Measuring social media is really hard.
It influences each step of the sales funnel.
There aren’t many clear, simple metrics to empirically prove it’s worth.
So people grab on to any metric available.
Most of these become vanity metrics.
They’re metrics, but they don’t really mean all that much.
And this one vanity metric is the king of them all.
Image courtesy of adrielhampton
The Ultimate Vanity Metric
Recently, Klout made some changes and updates to their algorithm. And it sent the social media world into a frenzy.
People’s scores jumped or dropped seemingly overnight.
As you could imagine, there was a lot of backlash.
So it got me thinking about the real value of Klout.
It’s great because it’s the (only) quantitative, simple score to grade social media influence.
Anyone can easily look at your Klout score and know “how influential you are” and if you’re really good at social media or not.
However that’s also the problem. It takes something as vague as “influence” and human relationships and trys to boil it down to a single number.
So everyone latches on to this idea and obsesses over this metric that in the grand scheme of things, really doesn’t mean much.
Klout scores are a great concept, and provide adequate insight. But don’t take it too far.
So what should your Klout score be?
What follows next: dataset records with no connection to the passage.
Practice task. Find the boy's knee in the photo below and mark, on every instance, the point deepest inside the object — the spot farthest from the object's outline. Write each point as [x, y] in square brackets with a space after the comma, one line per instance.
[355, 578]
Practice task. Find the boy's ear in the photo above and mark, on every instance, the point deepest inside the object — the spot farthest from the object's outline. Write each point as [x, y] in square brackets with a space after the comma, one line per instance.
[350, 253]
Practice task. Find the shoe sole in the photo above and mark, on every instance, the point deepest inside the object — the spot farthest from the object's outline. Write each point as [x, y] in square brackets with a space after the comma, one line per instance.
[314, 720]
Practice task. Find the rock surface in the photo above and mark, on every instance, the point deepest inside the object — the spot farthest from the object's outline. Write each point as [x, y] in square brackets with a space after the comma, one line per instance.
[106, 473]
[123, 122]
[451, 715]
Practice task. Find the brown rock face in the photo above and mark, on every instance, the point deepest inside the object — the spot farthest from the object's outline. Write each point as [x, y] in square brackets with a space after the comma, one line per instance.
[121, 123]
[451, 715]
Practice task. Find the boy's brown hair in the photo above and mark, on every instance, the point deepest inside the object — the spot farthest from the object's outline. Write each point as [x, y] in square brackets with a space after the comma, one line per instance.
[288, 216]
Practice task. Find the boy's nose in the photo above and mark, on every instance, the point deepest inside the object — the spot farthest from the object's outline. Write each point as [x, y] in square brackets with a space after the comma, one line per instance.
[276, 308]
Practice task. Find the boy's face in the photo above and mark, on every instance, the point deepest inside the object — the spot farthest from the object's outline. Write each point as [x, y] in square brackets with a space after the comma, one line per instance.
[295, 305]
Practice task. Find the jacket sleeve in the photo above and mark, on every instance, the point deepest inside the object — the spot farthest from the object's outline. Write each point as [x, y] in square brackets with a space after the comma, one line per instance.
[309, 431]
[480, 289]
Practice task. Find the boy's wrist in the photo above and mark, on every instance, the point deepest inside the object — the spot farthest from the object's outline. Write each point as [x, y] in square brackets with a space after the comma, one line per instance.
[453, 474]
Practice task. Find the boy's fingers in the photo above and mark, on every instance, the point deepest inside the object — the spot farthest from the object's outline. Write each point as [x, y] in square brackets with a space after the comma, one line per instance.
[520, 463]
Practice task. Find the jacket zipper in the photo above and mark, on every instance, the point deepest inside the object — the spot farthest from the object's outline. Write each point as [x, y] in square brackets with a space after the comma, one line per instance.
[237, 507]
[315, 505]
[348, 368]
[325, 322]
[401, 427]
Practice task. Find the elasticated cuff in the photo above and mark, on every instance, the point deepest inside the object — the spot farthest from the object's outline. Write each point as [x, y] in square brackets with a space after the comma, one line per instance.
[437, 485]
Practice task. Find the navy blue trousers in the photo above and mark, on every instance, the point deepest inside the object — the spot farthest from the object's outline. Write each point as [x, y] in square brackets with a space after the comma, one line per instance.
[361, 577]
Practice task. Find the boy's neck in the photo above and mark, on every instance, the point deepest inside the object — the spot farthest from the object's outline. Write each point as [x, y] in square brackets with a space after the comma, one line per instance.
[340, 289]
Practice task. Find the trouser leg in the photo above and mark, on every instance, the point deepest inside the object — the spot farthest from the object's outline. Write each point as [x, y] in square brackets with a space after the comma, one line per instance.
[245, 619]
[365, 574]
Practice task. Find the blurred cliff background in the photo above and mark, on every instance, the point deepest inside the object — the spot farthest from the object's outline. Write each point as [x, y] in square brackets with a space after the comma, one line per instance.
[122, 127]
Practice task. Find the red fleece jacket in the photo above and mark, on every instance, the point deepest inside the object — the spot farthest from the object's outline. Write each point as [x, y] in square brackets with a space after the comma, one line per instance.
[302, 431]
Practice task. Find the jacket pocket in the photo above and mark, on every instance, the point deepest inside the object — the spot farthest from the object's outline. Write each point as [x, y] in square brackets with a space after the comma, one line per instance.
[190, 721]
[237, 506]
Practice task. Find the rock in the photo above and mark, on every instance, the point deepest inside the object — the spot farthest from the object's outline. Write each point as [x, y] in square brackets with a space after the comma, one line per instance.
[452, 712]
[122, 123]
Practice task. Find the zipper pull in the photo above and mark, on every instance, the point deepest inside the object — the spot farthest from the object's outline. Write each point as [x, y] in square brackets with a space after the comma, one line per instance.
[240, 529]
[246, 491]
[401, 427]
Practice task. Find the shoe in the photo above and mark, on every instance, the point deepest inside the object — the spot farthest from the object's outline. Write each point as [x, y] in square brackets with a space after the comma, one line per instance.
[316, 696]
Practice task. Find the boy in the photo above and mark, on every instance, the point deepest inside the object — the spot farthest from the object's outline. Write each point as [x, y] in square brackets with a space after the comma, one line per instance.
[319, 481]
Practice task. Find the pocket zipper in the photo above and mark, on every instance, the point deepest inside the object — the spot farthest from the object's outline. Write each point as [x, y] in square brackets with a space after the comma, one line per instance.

I say just keep it above 40.
It won’t get you any Klout Perks or Social Media headlines, but you won’t be wasting your time either.
Any score over 40 is pretty good, and it shows that you’re active and somewhat influential.
But if your Klout score is in the 70’s, then you should probably just focus on doing more work anyway.
Your Klout score doesn’t pay the bills. It doesn’t drive traffic to your website. And it can’t really measure the real value of human relationships.
So take it with a grain of salt. And focus on real goals instead.